Florida Today space journalist James Dean reported that SpaceX CEO Gwynne Shotwell said the inaugural launch is targeted for the first quarter of 2015.
The big surprise was that Shotwell said that rocket will be the new Falcon Heavy, which was previously scheduled for Vandenberg Air Force Base in southern California.
Click the arrow to watch the SpaceX Falcon Heavy promotional video.
In the above 2011 promotional video, it shows the Falcon Heavy launching from Vandenberg.
Shotwell also said that 39A could be used for commercial crew flights in two years, assuming NASA selects the crewed version of Dragon for that program later this year. The Dragon launches atop the Falcon 9, so 39A would be capable of launching both rockets.
Robert Perlman at collectSPACE.com offered this insight into 39A renovations.
SpaceX representatives have said that the company plans to retain and extend upward the 350 foot high (107 meter) fixed service structure that was added to Pad 39A for use by the space shuttle. The pad's rotating service structure, the large gantry that swung around to envelop the orbiter to install cargo in its payload bay, is not needed for Falcon rockets and may be removed.
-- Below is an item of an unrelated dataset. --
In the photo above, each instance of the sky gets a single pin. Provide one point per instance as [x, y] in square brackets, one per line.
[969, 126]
“We'll have to build the launch head or launch crown over the infrastructure here, we'll leverage a lot of the plumbing that exists, we will have to bring in some of our own, and critically, we'll be bringing in all of our own instrumentation systems,” Shotwell described. “We'll be building a hangar ... to roll the vehicle out, go vertical and launch.”
Down the Cape Road at Pad 40, yesterday's Dragon launch to the International Space Station was scrubbed due to a helium leak on the pad. The next launch attempt is scheduled for Friday April 18 at 3:25 PM EDT, but the weather is forecast as only 40% favorable conditions.
UPDATE, April 15, 2014 — It took a day, but NASA has issued a press release about the SpaceX deal.
UPDATE, April 16, 2014 — Spaceflight Now reports that SpaceX will preserve a vertical integration option at 39A for U.S. Air Force payloads.
The U.S. Air Force requires its most precious payloads to be attached to their rockets in a vertical orientation. SpaceX's current processing paradigm uses horizontal integration, where satellites are bolted to the launch vehicle inside a hangar, then the rocket rolls to the launch pad and is hoisted upright within hours of liftoff ...
The military's insistence that its payloads be integrated with rockets vertically, an overlooked point in recent congressional hearings and debates on the future of the U.S. launch market, has forced SpaceX to rethink its concept of operations.
Vertical integration requires the presence of a fixed or mobile tower at the launch pad, giving cranes and workers access to lift and attach satellites to the rocket.
Launch pad 39A's fixed service structure, a holdover from the space shuttle era, would fit the requirement.